Onyx Eclipse (The Raven Queen's Harem Book 5)(16)



Her eye tics, a flash, and I wonder for a quick moment if I’ve stepped over a line. I don’t care, though. Her life is worth more than ten of mine. She’s the key to all of this. Always has been and always will be—until her final breath.

“I’m fine,” she says, instead of a million other words that threaten to cross her lips. I watch her swallow them back. “I beat him, without magic, just using the skills you all have taught me. I thank you for that.”

“Good.”

I have ten other questions. Where had she gone? Who did she meet? How did the attacker find her? Where is he now? What secret is she keeping, because she has one. I see the shadow of it in her eye.

I don’t ask any of them.

She yawns. “It’s late. I really do need to go to bed now.”

I nod and watch her go up the stairs. Once she’s in her room with the door shut, I grab a chair from the dining room and carry it up three flights of stairs. There, I return to my duty. Watching over the Queen. She won’t get past me again.





Chapter 16


Morgan


I do make time to shower and change, but otherwise my body gives out on me and I crash into bed. Tomorrow I’ll go through the gate and find my Guardians. Beyond that I have no plan other than to kill the Morrigan and return home.

I have no delusions it will be that easy, and those are my final thoughts before I drift into an exhausted, anxious sleep.

The castle ripples with the angry chill emanating from the Queen’s quarters. She’s not who I’m here to see—not this time. I walk away from the throne room and turn down a side hall. I have an inkling of what I’m looking for. The castle tower with the bedroom window, like the one I’d seen in the pictures. Someone lurks behind the glass.

The halls seem endless, a continuous, twisting maze. Tapestries hang on the walls. Voices echo off the stone. I pause more than once in an alcove, ducking from the soldiers wearing all black. Their feet move in unison, stomping off the hard stone. Blades hang from their belts, polished to a gleaming shine. There’s no doubt this is another dream, but everything about it--from the sound of feet on the ground to the chill in my bones--makes me hide. When they pass, I keep on my journey, finally making it to a stairway that goes up.

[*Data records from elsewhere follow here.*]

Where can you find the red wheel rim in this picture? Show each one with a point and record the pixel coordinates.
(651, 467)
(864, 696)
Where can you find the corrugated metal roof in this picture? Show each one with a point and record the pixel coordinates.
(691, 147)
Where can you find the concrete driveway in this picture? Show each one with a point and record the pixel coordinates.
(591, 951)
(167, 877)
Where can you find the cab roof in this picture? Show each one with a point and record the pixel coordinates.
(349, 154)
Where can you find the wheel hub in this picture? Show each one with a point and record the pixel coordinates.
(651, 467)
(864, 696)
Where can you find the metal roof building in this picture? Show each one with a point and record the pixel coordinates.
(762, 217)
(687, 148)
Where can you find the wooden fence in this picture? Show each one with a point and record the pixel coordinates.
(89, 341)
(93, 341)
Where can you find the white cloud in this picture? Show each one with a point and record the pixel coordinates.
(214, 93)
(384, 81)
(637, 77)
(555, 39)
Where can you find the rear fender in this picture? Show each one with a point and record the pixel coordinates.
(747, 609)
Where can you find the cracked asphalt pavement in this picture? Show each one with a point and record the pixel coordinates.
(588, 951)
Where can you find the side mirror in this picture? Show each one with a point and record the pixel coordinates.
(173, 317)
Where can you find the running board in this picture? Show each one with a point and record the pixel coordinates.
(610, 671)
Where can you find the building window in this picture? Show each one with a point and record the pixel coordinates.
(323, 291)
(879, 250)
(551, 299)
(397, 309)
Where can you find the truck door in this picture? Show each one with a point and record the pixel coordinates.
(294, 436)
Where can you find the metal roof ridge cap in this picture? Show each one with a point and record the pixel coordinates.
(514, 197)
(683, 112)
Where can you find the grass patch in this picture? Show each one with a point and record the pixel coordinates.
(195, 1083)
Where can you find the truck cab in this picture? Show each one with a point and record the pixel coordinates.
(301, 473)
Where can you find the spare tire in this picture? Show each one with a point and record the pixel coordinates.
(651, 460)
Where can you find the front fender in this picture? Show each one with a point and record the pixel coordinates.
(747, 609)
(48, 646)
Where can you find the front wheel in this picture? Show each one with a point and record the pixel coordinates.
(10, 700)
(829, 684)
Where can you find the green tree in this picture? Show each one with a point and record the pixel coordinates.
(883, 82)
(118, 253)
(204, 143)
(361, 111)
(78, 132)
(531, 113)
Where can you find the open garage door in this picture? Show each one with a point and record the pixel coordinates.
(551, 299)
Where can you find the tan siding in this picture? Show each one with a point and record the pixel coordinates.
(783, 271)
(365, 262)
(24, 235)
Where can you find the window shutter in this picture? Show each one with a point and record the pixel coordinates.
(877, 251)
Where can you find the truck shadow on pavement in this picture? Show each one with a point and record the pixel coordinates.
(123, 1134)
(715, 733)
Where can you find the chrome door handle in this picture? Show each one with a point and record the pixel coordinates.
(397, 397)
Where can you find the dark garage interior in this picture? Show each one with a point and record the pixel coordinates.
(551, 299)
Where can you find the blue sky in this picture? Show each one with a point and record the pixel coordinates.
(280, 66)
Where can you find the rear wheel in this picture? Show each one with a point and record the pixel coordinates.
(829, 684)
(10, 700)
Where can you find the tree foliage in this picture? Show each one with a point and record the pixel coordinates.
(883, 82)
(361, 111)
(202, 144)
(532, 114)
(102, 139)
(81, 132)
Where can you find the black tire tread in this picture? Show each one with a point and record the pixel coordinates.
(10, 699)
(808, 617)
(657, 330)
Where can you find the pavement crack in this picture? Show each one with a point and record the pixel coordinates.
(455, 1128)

I take the chance, running up the steps. It feels warmer as I go higher—a slight break in the chill. I stop when I hear an angry voice, my heart pounding in my chest, both from adrenaline and exertion.

“Is it ready?” The man asks, his voice impatient and booming.

The response is said quietly—too soft for me to hear. I risk moving closer to the arched door that’s not completely closed. “Her Majesty has grown impatient. Her needs are growing—surely you noticed that yourself when you were in her chambers. She requires you to fulfill your duties, which at the moment are only half complete.”

The sound of the voice that replies rocks me to my core. “Surely having the Guardians here have kept the decline at bay. With Morgan not feeding, at least not at her typical levels, shouldn’t that slow the regression?”

Bunny said that. Bunny is just on the other side of the door. I know it’s just a dream but I want to lunge into the room and gut him with a sword. Watch him bleed out. Shake the truth from him. From the snap in the other man’s reply, I think he feels the same. “You do not get to presume what the Queen needs or not, do you understand?”

“Yes,” Bunny replies, his voice soft again.

“How long?”

“Tomorrow—maybe tonight. The paint is nearly dry. That’s why I built the fire. Otherwise it’s too damp and cold for the oil to set.”

The response to that is a growl, low and menacing, and I truly fear for Bunny’s life. I wish for the man to lose his composure and break him with a snap. He’d deserve it, but I need that gate open as much as anyone. I glance around for something—anything, and land on the tapestry hanging at the base of the stairs. Quietly I tip-toe down and yank on the cloth, bringing it and the iron bar holding it to the ground. I’ve started running before metal hits stone.

“Who’s out there?” the man’s voice shouts, but I’m gone.

This time I head down. Down, down, down. The warmth of Bunny’s fire vanishes and I’m plunged into freezing temperatures. The scrape of metal catches my attention. My feet stick to the floor and I glance down, looking at the dark, congealed fluid. A groan—low and painful—ricochets down the hall. A sick feeling lodges in my throat and I know, I know what is behind the bars at the far end of the wall.

Footsteps echo down the stairwell, angry commands. I can’t go down the hall—can’t see what’s waiting down there. I also can’t go back up. I press against the wall and close my eyes, wake up, wake up, wake up….

My eyes pop open. It’s daylight and my bed is a soft cushion beneath me. My hands tremble—fingertips cold. The dream was so real. More so than any I’d had before. I sit, feeling a presence in the room. Not human. Not Dylan. No, magic. Magic filled that dream. It was sent to me. By the Shaman? By the Queen? I don’t know, but I now have a timeline. Tonight or tomorrow the gate will be open and Bunny will try to pass through.

I slip from the bed, figuring out how I’m going to get everything in motion. It’s going to take a lot more than magic to make this happen.